FPM head Suryana Nur Fatwa said that if the administration and the Religious
Community Communication Forum failed to close down the churches, the group
would oppose an ordinance on illegal houses of worship, saying it was useless.
"Every violator must stop their activities or the FPM will be forced to close them
down," Fatwa said.
He said he was disappointed by the lack of action taken against people who had
broken the ordinance and said that as long as the local government was silent, public
protests would continue.
"That's why we propose the decree, issued by the religious and home ministers, be
enacted into law," said Fatwa.
Katapang district chief Nina Setiyana said she did not wish to take sides but wanted
all houses of worship in her area to be authorized.
"It would surely be better if they all had permits and did not break the regulation... so
no one could make a problem out of it," she said.

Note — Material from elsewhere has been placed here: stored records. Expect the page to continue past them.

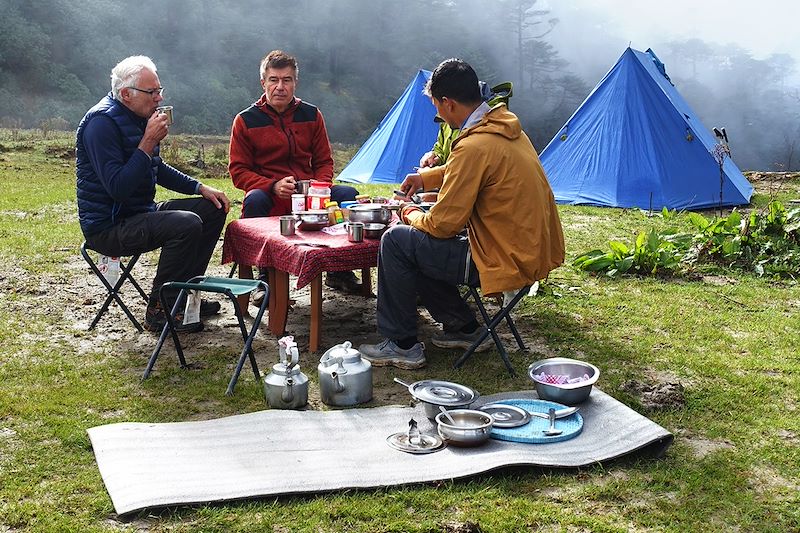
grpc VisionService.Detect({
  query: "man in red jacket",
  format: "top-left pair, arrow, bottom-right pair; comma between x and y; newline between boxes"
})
228,50 -> 360,303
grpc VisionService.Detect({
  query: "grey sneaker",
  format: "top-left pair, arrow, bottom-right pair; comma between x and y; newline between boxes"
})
431,327 -> 492,352
358,339 -> 425,370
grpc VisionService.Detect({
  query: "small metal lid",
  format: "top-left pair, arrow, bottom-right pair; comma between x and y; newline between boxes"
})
386,431 -> 447,454
479,403 -> 531,428
411,379 -> 478,407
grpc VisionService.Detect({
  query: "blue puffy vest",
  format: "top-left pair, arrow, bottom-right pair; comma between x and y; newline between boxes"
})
75,93 -> 161,236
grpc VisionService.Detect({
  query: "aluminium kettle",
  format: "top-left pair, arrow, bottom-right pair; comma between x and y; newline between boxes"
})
317,341 -> 372,407
264,336 -> 308,409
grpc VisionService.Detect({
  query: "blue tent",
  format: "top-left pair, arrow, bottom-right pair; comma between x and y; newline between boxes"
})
540,48 -> 753,209
337,70 -> 439,183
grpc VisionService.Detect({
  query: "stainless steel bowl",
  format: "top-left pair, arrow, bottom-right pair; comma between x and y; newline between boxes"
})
528,357 -> 600,405
364,222 -> 386,239
350,204 -> 392,224
436,409 -> 492,446
297,209 -> 328,231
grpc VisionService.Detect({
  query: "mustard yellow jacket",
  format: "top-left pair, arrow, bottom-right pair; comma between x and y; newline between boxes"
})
407,104 -> 564,294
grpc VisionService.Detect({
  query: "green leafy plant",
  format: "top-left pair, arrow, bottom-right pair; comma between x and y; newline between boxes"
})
572,229 -> 692,277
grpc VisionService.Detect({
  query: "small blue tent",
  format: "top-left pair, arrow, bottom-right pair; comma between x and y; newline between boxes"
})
337,70 -> 439,183
540,48 -> 753,210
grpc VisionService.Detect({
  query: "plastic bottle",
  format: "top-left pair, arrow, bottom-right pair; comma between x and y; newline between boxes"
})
306,181 -> 331,209
325,201 -> 344,226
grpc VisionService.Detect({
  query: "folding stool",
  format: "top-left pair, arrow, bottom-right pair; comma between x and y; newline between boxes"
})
81,242 -> 147,333
142,276 -> 269,396
453,284 -> 531,376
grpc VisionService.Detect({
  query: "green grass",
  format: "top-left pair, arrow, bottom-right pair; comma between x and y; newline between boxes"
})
0,132 -> 800,532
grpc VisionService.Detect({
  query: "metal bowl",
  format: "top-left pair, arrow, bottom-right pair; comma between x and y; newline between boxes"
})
528,357 -> 600,405
350,204 -> 392,224
297,209 -> 328,231
364,222 -> 386,239
436,409 -> 492,446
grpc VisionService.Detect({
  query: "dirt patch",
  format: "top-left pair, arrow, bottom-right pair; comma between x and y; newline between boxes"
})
621,376 -> 686,411
684,435 -> 735,459
39,252 -> 555,410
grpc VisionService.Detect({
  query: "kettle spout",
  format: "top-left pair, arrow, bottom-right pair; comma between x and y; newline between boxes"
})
281,378 -> 294,403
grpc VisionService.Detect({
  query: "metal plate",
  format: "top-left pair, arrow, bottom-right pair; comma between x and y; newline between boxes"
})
479,403 -> 531,428
492,399 -> 583,444
386,431 -> 447,454
409,379 -> 478,407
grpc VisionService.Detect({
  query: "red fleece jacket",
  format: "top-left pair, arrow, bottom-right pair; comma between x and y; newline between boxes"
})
228,95 -> 333,215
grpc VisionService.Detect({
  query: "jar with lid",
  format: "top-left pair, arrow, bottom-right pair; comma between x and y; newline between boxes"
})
325,201 -> 344,226
306,181 -> 331,209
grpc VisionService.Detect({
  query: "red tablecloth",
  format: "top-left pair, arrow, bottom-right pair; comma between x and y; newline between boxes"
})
222,217 -> 380,289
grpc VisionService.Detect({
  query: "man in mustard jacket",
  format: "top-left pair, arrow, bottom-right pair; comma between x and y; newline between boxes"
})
359,59 -> 564,369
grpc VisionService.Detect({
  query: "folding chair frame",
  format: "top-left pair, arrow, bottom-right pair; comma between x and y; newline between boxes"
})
453,285 -> 531,377
81,242 -> 147,333
142,276 -> 269,396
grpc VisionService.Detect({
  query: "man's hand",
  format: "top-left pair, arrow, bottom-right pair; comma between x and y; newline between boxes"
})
272,176 -> 297,200
419,151 -> 442,168
400,174 -> 424,198
138,111 -> 169,157
198,185 -> 231,213
398,204 -> 425,224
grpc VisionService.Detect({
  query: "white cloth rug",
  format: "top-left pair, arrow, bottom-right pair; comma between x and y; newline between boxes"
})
88,387 -> 672,514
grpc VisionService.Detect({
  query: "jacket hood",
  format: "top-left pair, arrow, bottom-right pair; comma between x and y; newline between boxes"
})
454,103 -> 522,143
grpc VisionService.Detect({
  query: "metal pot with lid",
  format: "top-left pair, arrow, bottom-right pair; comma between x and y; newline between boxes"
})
264,336 -> 308,409
394,378 -> 480,420
350,204 -> 392,224
317,341 -> 372,407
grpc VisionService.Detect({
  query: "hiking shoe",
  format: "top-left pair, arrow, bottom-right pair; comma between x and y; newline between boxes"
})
200,300 -> 222,317
325,272 -> 361,294
144,304 -> 203,333
431,328 -> 492,352
358,339 -> 425,370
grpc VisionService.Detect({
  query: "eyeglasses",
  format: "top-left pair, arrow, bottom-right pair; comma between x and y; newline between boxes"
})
128,87 -> 164,98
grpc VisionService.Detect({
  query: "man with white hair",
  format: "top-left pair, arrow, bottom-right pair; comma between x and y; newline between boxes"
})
75,56 -> 230,332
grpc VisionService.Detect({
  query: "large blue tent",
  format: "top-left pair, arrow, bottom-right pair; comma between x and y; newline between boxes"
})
337,70 -> 439,183
540,48 -> 753,209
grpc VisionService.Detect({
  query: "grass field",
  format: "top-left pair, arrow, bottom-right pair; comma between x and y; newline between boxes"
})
0,131 -> 800,532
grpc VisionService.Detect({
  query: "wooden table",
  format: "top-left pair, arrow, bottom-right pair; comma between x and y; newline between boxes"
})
222,217 -> 380,352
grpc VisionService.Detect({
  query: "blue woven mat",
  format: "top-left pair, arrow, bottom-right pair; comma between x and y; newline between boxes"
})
491,399 -> 583,444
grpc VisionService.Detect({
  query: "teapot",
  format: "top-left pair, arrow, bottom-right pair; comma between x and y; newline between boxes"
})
264,336 -> 308,409
317,341 -> 372,407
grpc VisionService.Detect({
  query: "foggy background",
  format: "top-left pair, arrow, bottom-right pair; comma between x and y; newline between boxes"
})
0,0 -> 800,170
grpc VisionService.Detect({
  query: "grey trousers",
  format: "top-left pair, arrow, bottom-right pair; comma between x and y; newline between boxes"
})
86,197 -> 227,303
377,225 -> 478,340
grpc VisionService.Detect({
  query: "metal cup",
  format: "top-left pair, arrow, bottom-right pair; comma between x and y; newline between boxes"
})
156,105 -> 172,125
347,222 -> 364,242
281,215 -> 295,237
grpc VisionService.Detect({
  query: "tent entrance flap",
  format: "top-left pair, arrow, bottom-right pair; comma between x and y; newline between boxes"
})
337,70 -> 439,183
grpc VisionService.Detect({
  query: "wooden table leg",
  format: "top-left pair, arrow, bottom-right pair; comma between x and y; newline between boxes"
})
361,268 -> 372,297
236,264 -> 253,316
308,274 -> 322,352
268,268 -> 289,336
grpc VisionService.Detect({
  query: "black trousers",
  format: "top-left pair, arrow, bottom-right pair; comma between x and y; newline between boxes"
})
377,225 -> 478,340
86,197 -> 227,303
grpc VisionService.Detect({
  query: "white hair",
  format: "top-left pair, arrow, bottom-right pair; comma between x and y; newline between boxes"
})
111,56 -> 156,100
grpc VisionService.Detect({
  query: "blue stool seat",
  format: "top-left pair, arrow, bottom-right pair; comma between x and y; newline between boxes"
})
142,276 -> 269,396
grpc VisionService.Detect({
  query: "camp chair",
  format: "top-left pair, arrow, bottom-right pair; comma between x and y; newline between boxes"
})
81,242 -> 147,333
142,276 -> 269,396
453,283 -> 531,377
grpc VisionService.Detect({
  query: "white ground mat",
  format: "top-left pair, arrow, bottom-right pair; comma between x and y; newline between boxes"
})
88,387 -> 672,514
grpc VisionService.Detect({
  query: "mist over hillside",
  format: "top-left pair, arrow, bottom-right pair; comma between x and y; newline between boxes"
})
0,0 -> 800,170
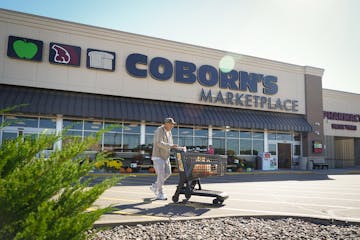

Fatwa listed 26 private homes which had been turned into churches by Christian
communities in Bandung regency.
"Seventeen of them have stopped operating of their own free will, but nine others are
still carrying out their activities," said Fatwa.
Simon Timorason, the head of the West Java chapter of the Indonesian Churches
Communication Forum, said the government should take the initiative in providing land
for minority groups in order to prevent such problems from arising, referring to an
article in the decree on religious harmony and the establishment of places of worship.
"It clearly states that the provincial administration should facilitate the acquisition of a
new location to build a house of worship," he said.
Simon has recorded 70 disputes involving residents and Christian communities using
private homes as churches since January 2004.
Most of the cases took place in Bandung regency, as well as Bekasi, Bogor, Garut,
Purwakarta and Subang. Simon said the main problem faced by a Christian
community intending to apply for a permit to establish a church was Muslim
communities in the area who were against it.
"The provincial administration should pay attention to every community because it is
part and parcel of every faith and not a certain religion," Simon said.